The x-intercept of a linear equation is where the line crosses the x-axis on a coordinate plane. This point has a y-value of zero because it lies on the horizontal axis itself, meaning the equation is solved by finding where the output, or 'y', of the line equals zero.
To find the x-intercept, you substitute 0 for y in the equation and solve for x. For the equation \(6x - 2y - 12 = 0\), setting \(y=0\) gives us the equation \(6x - 12 = 0\).
From this step, solving for x involves a few simple steps:

• Add 12 to both sides to get \(6x = 12\).
• Divide both sides by 6 to isolate x, resulting in \(x = 2\).

Thus, the x-intercept for this equation is the point (2, 0). This means the line will touch the x-axis at the point where x equals 2.

The y-intercept is the point where the line of the equation crosses the y-axis. At this crossing point, the x-value is always zero because the line reaches the y-axis when there is no movement along the x-axis.
To find the y-intercept, you make x equal to zero in the equation and then solve for y. For the equation \(6x - 2y - 12 = 0\), replacing x with 0 gives us the equation \(-2y - 12 = 0\).
From this point, you solve for y:

• Add 12 to both sides to obtain \(-2y = 12\).
• Divide each side by -2 to solve for y, which gives \(y = -6\).

The y-intercept here is (0, -6).
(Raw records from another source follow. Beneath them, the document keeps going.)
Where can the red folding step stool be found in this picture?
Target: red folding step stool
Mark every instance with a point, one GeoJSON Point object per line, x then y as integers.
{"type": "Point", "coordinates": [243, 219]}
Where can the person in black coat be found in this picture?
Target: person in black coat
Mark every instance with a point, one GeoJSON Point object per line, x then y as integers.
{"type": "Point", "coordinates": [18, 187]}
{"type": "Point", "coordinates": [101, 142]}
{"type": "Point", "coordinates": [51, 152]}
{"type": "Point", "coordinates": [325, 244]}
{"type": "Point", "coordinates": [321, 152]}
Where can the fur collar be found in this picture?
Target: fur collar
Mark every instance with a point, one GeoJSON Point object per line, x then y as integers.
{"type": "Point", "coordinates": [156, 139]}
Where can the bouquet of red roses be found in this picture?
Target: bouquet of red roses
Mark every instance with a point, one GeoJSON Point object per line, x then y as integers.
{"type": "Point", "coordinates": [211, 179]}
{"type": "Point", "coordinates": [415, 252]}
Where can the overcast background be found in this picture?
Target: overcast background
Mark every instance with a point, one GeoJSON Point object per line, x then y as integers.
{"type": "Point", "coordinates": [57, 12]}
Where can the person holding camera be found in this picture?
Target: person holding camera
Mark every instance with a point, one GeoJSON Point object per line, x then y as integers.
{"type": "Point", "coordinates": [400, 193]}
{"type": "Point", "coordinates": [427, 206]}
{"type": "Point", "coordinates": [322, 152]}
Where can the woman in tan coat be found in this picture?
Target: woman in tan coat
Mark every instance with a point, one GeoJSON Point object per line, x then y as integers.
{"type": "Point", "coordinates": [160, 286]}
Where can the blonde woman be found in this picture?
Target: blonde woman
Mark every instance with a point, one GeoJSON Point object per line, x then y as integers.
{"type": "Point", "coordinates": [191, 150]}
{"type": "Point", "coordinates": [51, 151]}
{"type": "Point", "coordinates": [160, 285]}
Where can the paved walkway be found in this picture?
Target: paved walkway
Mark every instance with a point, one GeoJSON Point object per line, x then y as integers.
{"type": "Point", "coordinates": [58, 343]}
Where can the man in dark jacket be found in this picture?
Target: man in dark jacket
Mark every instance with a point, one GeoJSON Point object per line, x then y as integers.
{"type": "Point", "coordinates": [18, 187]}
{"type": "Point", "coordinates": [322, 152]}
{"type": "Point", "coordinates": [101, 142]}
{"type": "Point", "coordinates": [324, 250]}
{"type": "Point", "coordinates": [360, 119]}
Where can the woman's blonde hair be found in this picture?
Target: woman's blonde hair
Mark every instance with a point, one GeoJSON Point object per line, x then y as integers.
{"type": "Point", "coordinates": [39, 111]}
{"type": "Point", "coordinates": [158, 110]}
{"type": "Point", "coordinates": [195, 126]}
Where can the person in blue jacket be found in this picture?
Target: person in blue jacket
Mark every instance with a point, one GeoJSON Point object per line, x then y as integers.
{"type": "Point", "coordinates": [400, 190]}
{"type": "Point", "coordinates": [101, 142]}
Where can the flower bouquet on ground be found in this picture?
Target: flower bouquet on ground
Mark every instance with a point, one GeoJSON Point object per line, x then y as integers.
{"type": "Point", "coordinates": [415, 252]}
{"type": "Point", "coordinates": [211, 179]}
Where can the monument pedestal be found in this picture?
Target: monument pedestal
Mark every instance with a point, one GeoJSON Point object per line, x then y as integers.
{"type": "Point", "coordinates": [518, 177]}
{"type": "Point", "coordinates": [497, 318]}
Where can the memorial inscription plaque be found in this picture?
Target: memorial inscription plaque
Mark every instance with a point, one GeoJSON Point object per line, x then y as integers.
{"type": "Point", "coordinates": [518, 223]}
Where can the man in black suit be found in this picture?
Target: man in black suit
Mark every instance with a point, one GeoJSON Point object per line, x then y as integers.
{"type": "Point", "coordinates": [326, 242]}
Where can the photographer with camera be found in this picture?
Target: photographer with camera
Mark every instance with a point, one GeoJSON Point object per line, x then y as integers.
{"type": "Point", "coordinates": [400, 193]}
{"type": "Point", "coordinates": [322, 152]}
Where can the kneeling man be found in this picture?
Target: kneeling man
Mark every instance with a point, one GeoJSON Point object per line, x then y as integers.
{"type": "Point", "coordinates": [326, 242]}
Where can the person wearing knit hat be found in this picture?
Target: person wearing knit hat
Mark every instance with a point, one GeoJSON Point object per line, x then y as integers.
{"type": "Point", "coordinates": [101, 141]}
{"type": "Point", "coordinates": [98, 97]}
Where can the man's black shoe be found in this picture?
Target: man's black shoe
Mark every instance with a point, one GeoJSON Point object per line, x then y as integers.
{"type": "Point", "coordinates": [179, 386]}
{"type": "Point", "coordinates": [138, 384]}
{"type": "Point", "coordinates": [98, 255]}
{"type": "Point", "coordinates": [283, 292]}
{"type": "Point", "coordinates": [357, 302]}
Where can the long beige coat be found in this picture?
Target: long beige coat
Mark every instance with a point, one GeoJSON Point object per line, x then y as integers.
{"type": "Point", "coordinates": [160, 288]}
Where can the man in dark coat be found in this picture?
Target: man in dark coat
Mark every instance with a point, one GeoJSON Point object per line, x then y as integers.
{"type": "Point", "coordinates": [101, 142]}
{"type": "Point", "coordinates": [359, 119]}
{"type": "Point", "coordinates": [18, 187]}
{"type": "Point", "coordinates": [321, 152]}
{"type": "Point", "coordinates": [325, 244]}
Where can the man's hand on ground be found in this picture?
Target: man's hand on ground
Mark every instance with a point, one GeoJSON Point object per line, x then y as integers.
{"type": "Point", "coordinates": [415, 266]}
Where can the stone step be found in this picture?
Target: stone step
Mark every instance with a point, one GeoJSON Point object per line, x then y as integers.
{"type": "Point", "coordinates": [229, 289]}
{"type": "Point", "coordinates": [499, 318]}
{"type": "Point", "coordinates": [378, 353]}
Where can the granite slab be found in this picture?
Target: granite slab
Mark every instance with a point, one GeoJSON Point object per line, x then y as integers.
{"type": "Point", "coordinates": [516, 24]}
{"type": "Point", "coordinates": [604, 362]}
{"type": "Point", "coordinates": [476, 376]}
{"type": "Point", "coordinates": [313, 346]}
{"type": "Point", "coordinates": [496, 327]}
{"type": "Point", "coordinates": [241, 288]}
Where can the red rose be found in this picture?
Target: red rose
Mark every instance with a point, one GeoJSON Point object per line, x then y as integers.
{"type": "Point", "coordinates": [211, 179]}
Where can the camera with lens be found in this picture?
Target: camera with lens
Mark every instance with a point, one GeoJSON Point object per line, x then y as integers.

This signifies the line will intersect the y-axis at the point where y equals -6.

A coordinate plane is a two-dimensional plane formed by two perpendicular number lines: the x-axis, which is horizontal, and the y-axis, which is vertical. These axes intersect at a point known as the origin, labeled as (0, 0). Each point on the plane can be identified by an ordered pair of numbers, or coordinates.
The first number, known as the x-coordinate, indicates the position along the x-axis, while the second number, the y-coordinate, specifies the position along the y-axis.
To graph a linear equation, like \(6x - 2y - 12 = 0\), you need at least two points. The x-intercept (2, 0) and y-intercept (0, -6) are perfect choices. Here’s how you plot them:

• Locate the x-intercept: Move 2 units to the right of the origin along the x-axis, without moving up or down.
• Mark the coordinates (2, 0) on the plane.
• Find the y-intercept: Move 6 units below the origin on the y-axis.
• Place the point (0, -6) on the plane.

Once these points are plotted, draw a straight line passing through them; this line represents all the solutions to the linear equation on the coordinate plane.